The Intrepid is an aircraft carrier that fought in World War II and later served in the Cold War and the Vietnam War. It also served as a NASA recovery vessel in the 1960s. It was decommissioned in 1974 and is now berthed on the Hudson River as the centerpiece of the Intrepid Sea, Air & Space Museum.
Guttenberger said after he arrived to his volunteer post on March 12, his supervisor surprised him by sending him home, because of the growing concern of the coronavirus. According to a post pinned on the Intrepid Facebook Page on March 23, the museum will remain temporarily closed until further notice; and all events through May 11 have been canceled.
In case Guttenberger was exposed to a visitor with COVID-19, he and his wife Michele, 64, who is a retiree of AT&T and immuno-compromised, self-quarantined for two weeks, he said.

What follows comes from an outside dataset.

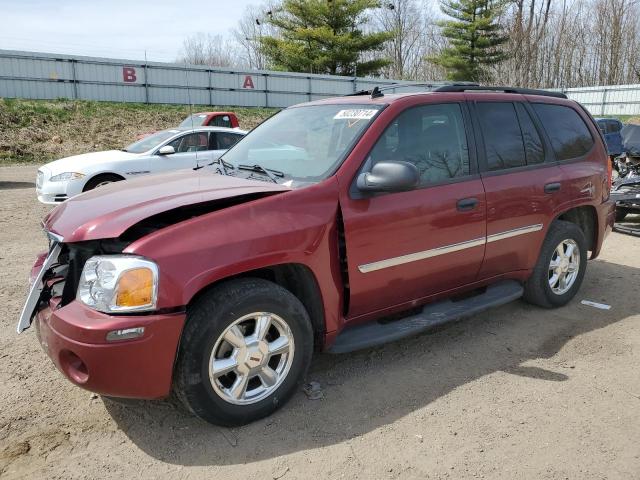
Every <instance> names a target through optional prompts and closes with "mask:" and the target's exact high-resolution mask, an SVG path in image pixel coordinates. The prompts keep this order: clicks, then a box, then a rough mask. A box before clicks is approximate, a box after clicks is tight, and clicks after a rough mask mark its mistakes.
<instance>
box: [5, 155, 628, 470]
mask: <svg viewBox="0 0 640 480" xmlns="http://www.w3.org/2000/svg"><path fill="white" fill-rule="evenodd" d="M34 177H35V167H4V168H0V244H1V245H2V246H3V248H2V250H0V260H1V261H2V268H1V269H0V300H1V302H2V304H3V305H4V306H5V308H3V311H4V313H3V314H2V315H1V316H0V321H1V329H0V359H1V361H0V385H1V390H0V476H1V477H2V478H7V479H10V478H65V479H66V478H87V479H93V478H112V477H118V478H158V479H164V478H166V479H175V478H193V479H196V478H208V479H210V478H224V479H269V480H270V479H280V478H282V479H285V480H289V479H295V478H318V479H319V478H330V479H336V478H349V479H351V478H361V479H384V478H403V479H405V478H408V479H411V478H416V479H417V478H420V479H426V478H452V479H466V478H505V479H516V478H517V479H524V478H531V479H580V480H583V479H634V478H635V479H637V478H640V415H638V411H640V374H639V373H638V372H639V371H640V324H639V321H640V314H639V312H640V295H639V291H640V289H639V288H638V285H639V283H640V239H637V238H632V237H629V236H624V235H620V234H615V233H614V234H612V235H611V236H610V237H609V238H608V239H607V241H606V244H605V248H604V251H603V252H602V255H601V257H600V258H599V259H598V260H595V261H592V262H590V263H589V268H588V270H587V274H586V278H585V281H584V284H583V286H582V290H581V291H580V292H579V294H578V297H577V298H576V300H574V301H573V302H571V304H569V305H568V306H566V307H564V308H561V309H558V310H542V309H539V308H535V307H532V306H529V305H526V304H524V303H522V302H515V303H512V304H510V305H507V306H504V307H501V308H498V309H495V310H493V311H490V312H487V313H485V314H482V315H477V316H475V317H474V318H472V319H469V320H466V321H463V322H461V323H458V324H455V325H453V326H451V327H449V328H446V329H442V330H440V331H438V332H437V333H432V334H428V335H422V336H420V337H417V338H413V339H410V340H406V341H401V342H397V343H394V344H390V345H386V346H384V347H380V348H375V349H370V350H365V351H362V352H357V353H353V354H348V355H339V356H331V355H317V356H316V357H315V359H314V362H313V365H312V369H311V372H310V374H309V380H315V381H318V382H320V383H321V385H322V387H323V391H324V397H323V398H322V399H320V400H309V399H308V398H307V397H306V396H305V395H304V394H303V393H302V392H300V393H298V394H297V395H296V396H295V397H294V398H293V400H292V401H291V402H290V403H289V404H288V405H286V406H285V407H284V408H283V409H282V410H280V411H279V412H278V413H276V414H275V415H273V416H271V417H270V418H267V419H264V420H262V421H259V422H256V423H254V424H252V425H249V426H246V427H243V428H236V429H223V428H217V427H212V426H210V425H208V424H206V423H204V422H201V421H199V420H197V419H195V418H193V417H191V416H189V415H188V414H187V413H185V412H184V411H183V410H182V409H181V408H179V407H177V406H176V405H174V404H173V403H171V402H132V404H131V405H127V406H123V405H120V404H115V403H112V402H110V401H108V400H106V399H102V398H100V397H97V396H95V395H92V394H90V393H89V392H86V391H84V390H81V389H79V388H77V387H75V386H73V385H72V384H71V383H69V382H68V381H66V380H65V379H64V378H63V377H62V375H61V374H60V373H59V372H58V371H57V370H56V369H55V368H54V366H53V364H52V363H51V362H50V361H49V359H48V358H47V357H46V356H45V354H44V353H43V352H42V350H41V349H40V346H39V344H38V342H37V340H36V338H35V334H34V332H33V331H32V330H28V331H27V332H25V333H24V334H22V335H16V333H15V324H16V321H17V318H18V315H19V312H20V309H21V306H22V303H23V301H24V299H25V295H26V289H27V274H28V271H29V270H30V266H31V264H32V261H33V259H34V256H35V254H36V253H37V252H39V251H41V250H42V249H43V248H44V247H45V240H44V236H43V235H42V234H41V232H40V227H39V222H40V218H41V217H42V216H43V215H44V214H45V213H46V211H47V207H45V206H43V205H40V204H38V202H37V201H36V199H35V194H34V190H33V188H34V186H33V179H34ZM632 220H635V221H636V222H637V221H638V217H637V216H636V217H635V219H634V218H633V217H632ZM580 299H589V300H593V301H597V302H604V303H608V304H611V305H612V308H611V310H608V311H605V310H598V309H594V308H592V307H588V306H584V305H581V304H580V303H579V300H580Z"/></svg>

Since then, the couple has ordered food items and supplies from Amazon and BJ’s Wholesale Club, he said, to avoid heading out in the midst of the pandemic.
Guttenberger, who worked for 31 years as a technician and engineer at Bell Laboratories in Whippany, including on the development of four generations of mobile phone technology, said the pandemic is like nothing he has ever seen. Having served in the Navy from 1959 to 1964 including in Japan, he said his mother feared for his safety when he was 8,000 miles away.
“I’m not happy about this (staying in from the pandemic), but I have to sit it out,” Guttenberger said.
When not in social-distancing mode, Guttenberger said, he had served with New Jersey’s Medical Reserve Corps, which has assisted with drive-thru vaccines. He also volunteered in Hopatcong’s shelter following Superstorm Sandy, he said; and is a member of Hopatcong’s Community Emergency Response Team or “CERT.”
Guttenberger said while he is at home, he has remotely encouraged others to donate blood, since a blood shortage is another result of the pandemic.
“When the dust settles (with the pandemic), we will look back and see how we did and if we were part of the problem or solution,” Guttenberger said. “I want to make sure I was a part of the solution.”